No holiday, we're kiwis
presumes that handsome (according to not-so-secret admirer
Margaret Wilson) Social Services Minister Steve Maharey
won't be queuing up to greet the Queen during her 2001 Royal
Steve was quick off the mark to squash any suggestions that New Zealand would mark the Queen's 50th anniversary in June 2002 with a national holiday, as Britain is doing.
However he may regret taking such a hard line. The prospect of giving New Zealanders a "feel good" day off may not seem such a bad idea to Labour as it heads into election year.
National has submitted written questions about next year's Royal Tour. It will be interesting to see which Government MPs will be hanging round for the photo opportunities. David Cunliffe springs to mind as a likely frontrunner for the 'shameless publicity hound' honours.
No increase predicted
The Reserve Bank delivers its December Monetary Policy Statement on Wednesday.

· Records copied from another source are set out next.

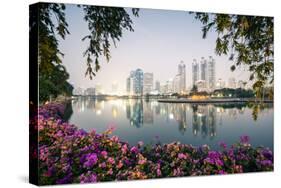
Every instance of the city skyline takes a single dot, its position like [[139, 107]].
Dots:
[[156, 49]]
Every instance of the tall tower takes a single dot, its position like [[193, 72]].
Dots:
[[182, 74], [195, 72], [211, 74], [138, 82], [203, 67], [147, 83]]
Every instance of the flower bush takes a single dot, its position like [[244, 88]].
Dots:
[[71, 155]]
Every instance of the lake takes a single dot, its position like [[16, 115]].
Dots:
[[151, 121]]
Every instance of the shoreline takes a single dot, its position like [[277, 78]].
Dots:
[[234, 100]]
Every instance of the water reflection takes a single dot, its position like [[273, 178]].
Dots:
[[199, 121]]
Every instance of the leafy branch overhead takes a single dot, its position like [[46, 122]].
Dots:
[[106, 25], [248, 40]]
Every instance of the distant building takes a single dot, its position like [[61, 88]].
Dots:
[[203, 69], [211, 81], [157, 86], [195, 72], [114, 88], [241, 84], [78, 91], [168, 87], [147, 83], [130, 83], [177, 84], [90, 91], [220, 84], [232, 83], [99, 90], [138, 82], [182, 75], [201, 85], [134, 83]]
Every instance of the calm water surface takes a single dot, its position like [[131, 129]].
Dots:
[[150, 121]]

The smart money is on no increase in interest rates next week, but the market consensus is that we will still see higher rates early next year. The RB's last MPS highlighted the degree of uncertainty around the economic outlook when they outlined three possible scenarios for the economy. While they are probably more comfortable about the outlook for growth domestically, a new uncertainty has emerged - the outlook for the global economy. At the same time all inflation indicators are pointing higher. But remember - the tightening cycle is already 2 percentage points old. They can afford to wait.
The recently held
Defence Policy Seminar, organised by Dr Wayne Mapp, was very
successful, with invaluable input from Australian Senator
Sandy Macdonald, the Chairman of the Senate Foreign Affairs,
Defence & Trade Legislation Committee.
Permanent defence staff may have unfairly been banned from attending, but they now have an opportunity to keep up with the debates and National's thinking via the website www.defence.org.nz
Road trip success
National's On the Road tour has been well received with good numbers turning out to breakfast functions and public meetings, and local media keen to talk to Jenny and other MPs. This week's itinerary includes Whangarei, Hawkes Bay, Tauranga, and Hamilton. For more information about the visits please send us an email at email@example.com
Quotes of the Week
"I've appealed for calm and reason and tolerance in the festive season" - Helen Clark tries soothing words during the health debacle to relax her warring MPs.
"Just four months ago Dr Cullen ruled out lump sums for mental injury because of the high costs. His backtrack is a win for the Alliance and will be alarming for business" - Gerry Brownlee on ACC.